Tuesday, September 30, 2014

On Violation

Or “I might as well address how everything REALLY started”.

This past weekend, I unexpectedly had to face part of my past. After years of vaguely thinking about it, my mom and I finally went to a friend’s church. But this post isn’t about that experience, because I spent the entire time crying in a bathroom. Why, you ask? Because it was in a building that had once been something else, I had memories associated, and let’s just say I’m starting to understand how anything can be triggery for some people.

Might as well get it over with, since the title of this post is pretty provocative and veers a particular direction anyways - I had bits of my innocence taken from me when I was thirteen. (Incidentally, I haven’t voluntarily lost anything since then… but that is a different post.) Compared to the horror stories I’ve seen on various homeschool-survivor blogs over the last few months, what happened to me was relatively tame.
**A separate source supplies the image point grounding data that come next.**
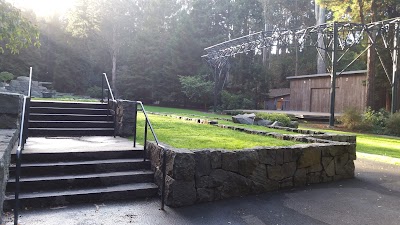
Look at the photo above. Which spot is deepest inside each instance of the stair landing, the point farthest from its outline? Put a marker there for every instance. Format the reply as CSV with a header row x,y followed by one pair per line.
x,y
78,144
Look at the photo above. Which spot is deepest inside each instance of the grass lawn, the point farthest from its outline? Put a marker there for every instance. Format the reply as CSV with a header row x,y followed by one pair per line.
x,y
373,144
180,134
184,112
190,113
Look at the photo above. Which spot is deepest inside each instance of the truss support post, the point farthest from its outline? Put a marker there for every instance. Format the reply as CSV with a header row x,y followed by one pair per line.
x,y
395,79
333,75
215,89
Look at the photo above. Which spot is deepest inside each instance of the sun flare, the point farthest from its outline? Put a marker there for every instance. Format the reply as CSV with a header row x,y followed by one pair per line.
x,y
44,8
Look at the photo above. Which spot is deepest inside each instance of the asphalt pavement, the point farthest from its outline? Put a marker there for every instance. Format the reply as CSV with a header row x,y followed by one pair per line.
x,y
372,197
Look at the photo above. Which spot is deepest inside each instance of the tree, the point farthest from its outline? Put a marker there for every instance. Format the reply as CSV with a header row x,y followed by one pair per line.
x,y
365,11
15,31
197,89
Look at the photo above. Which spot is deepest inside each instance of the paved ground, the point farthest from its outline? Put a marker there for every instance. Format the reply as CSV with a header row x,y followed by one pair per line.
x,y
373,197
77,144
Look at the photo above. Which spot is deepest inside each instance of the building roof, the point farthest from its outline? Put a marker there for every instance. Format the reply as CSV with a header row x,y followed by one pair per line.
x,y
356,72
273,93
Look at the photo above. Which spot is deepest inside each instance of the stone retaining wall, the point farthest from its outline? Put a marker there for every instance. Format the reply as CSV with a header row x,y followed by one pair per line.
x,y
8,139
195,176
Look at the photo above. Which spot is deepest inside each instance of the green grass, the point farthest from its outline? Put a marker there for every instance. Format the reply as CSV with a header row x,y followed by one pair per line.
x,y
374,144
190,113
184,112
189,135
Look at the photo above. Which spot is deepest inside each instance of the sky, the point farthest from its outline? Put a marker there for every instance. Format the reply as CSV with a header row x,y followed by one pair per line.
x,y
44,8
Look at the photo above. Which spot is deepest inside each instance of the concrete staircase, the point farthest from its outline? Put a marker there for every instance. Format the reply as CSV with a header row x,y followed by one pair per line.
x,y
53,179
59,173
69,119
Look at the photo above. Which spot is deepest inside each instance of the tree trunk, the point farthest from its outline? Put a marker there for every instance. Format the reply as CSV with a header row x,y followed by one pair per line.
x,y
321,58
114,51
371,58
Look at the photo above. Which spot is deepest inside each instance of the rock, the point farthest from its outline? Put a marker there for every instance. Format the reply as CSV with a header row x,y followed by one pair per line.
x,y
184,166
340,162
277,124
263,122
203,163
280,172
267,156
216,161
311,156
205,195
294,124
329,166
229,161
244,118
247,162
300,177
314,178
286,183
231,184
205,182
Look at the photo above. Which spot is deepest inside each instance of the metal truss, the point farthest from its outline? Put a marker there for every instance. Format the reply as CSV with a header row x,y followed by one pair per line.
x,y
331,39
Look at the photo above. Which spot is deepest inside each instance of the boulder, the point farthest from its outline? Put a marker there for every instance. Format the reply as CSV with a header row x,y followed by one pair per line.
x,y
294,124
277,124
244,118
263,122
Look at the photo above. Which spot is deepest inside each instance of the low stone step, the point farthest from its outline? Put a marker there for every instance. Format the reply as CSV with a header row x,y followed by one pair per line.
x,y
65,182
99,194
71,124
56,110
79,156
68,117
62,104
79,167
69,132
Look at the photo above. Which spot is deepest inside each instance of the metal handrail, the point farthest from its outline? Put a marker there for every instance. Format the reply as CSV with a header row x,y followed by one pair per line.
x,y
163,168
110,94
23,135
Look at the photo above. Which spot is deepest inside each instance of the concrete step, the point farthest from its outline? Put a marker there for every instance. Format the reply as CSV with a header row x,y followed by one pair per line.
x,y
79,156
69,132
98,194
56,110
62,104
80,167
80,181
71,124
68,117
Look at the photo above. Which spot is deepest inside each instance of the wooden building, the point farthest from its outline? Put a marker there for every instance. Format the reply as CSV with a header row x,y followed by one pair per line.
x,y
312,92
278,99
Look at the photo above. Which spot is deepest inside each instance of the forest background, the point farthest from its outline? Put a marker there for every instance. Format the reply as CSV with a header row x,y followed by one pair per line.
x,y
152,49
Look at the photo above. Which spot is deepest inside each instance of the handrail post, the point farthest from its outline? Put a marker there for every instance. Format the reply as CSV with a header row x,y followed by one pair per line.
x,y
164,172
145,139
17,185
115,118
102,89
135,125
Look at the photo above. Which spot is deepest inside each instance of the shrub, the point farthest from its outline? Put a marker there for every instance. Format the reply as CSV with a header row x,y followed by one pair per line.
x,y
375,121
393,124
95,92
6,76
351,118
282,118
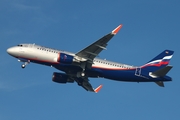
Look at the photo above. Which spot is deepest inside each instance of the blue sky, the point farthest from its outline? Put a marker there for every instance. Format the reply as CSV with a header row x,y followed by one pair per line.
x,y
149,27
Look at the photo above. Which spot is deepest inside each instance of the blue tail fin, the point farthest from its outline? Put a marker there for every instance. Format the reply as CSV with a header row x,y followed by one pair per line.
x,y
159,61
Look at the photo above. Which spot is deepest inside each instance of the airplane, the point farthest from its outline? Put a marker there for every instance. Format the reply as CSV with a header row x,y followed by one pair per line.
x,y
80,66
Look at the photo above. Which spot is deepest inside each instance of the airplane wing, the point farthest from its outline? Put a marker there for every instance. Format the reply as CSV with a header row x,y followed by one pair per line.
x,y
86,85
95,48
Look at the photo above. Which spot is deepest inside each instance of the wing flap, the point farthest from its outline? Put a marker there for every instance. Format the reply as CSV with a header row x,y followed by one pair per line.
x,y
84,82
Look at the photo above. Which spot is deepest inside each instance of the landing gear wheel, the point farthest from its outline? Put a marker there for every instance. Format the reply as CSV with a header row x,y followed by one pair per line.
x,y
23,66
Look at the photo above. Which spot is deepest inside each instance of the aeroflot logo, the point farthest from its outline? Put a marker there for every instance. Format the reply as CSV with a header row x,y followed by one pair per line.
x,y
65,56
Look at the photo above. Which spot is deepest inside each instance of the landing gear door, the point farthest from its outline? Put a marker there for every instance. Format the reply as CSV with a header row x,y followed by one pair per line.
x,y
138,72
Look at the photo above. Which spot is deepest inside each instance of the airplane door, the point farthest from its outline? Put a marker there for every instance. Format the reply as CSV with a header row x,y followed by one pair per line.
x,y
138,72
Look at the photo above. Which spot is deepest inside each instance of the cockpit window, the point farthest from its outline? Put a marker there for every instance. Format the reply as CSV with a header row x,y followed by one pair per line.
x,y
20,45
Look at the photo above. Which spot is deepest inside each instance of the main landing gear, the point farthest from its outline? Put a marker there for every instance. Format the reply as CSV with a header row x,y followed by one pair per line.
x,y
24,65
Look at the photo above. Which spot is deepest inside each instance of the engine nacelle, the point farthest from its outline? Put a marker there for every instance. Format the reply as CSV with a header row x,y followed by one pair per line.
x,y
65,58
61,78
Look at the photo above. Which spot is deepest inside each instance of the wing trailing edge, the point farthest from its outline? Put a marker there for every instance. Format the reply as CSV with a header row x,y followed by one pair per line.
x,y
98,89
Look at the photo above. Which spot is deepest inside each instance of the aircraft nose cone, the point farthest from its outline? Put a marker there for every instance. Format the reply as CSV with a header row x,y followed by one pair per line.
x,y
10,51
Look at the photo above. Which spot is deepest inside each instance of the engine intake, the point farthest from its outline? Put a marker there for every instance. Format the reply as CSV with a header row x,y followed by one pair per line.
x,y
65,58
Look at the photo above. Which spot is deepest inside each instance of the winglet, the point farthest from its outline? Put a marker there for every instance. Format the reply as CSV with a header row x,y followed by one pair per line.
x,y
98,89
115,31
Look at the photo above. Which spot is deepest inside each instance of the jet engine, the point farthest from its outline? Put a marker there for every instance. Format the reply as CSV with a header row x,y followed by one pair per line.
x,y
65,58
61,78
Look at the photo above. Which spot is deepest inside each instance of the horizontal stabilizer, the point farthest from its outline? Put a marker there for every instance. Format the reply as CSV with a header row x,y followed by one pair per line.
x,y
160,83
162,72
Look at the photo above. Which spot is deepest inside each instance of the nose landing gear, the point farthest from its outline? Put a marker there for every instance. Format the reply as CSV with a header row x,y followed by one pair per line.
x,y
25,63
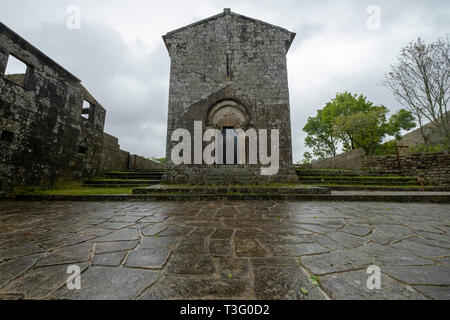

Just hands where I didn’t want ‘em, in the general vicinity of my then-nonexistent breasts, several times over the course of a school year. Maybe not even a conscious act, but still a harmful one.

The boy who did that to me was two years older than me. It ended when my family left that homeschool group in hopes that something closer to home might improve my social standing. (In reality, it did the opposite, but how were we to know better?) I haven’t had any form of contact with him since - might’ve added him on FB at some point, but I can’t remember. Far as I’m concerned, he doesn’t exist anymore, but the wounds I got from him do.

A lot of the people I know who homeschool their children do so to protect them from the big bad world. Things like this don’t happen to homeschooled kids. Things like this aren’t done by homeschooled kids either - and yet as far as I know, E was homeschooled the whole way from kindergarten through high school. Didn’t stop him from messing with the brain and body of a young girl who just wanted to be seen and leaving an indelible blemish on my psyche in the process.

I only processed this as A Harmful Thing That Happened a few years ago - several years after it happened. And in hindsight, maybe that was part of the problem. I wasn’t some tiny brutally harmed by an adult; the person who touched me where I didn’t want to be touched was in my peer group, our mothers had bonded over raising difficult children, and it was generally not the sort of scenario people talk about in discussions of sexual abuse and homeschooled children. And the worst part was I let it happen. I was uncomfortable, yes, but I kept my trap shut. I’ve kept this buried in me for eight years. And now… now I’m done with that silence.

What happened to me may not have been as dramatic or horrific as a lot of the dialogues currently going around, but I am still a victim. I am still a survivor. And I am still reconciling what this means to me, what effects it might have on my eventual consensual physical interactions. It’s an uphill climb, but I’m doing what I can.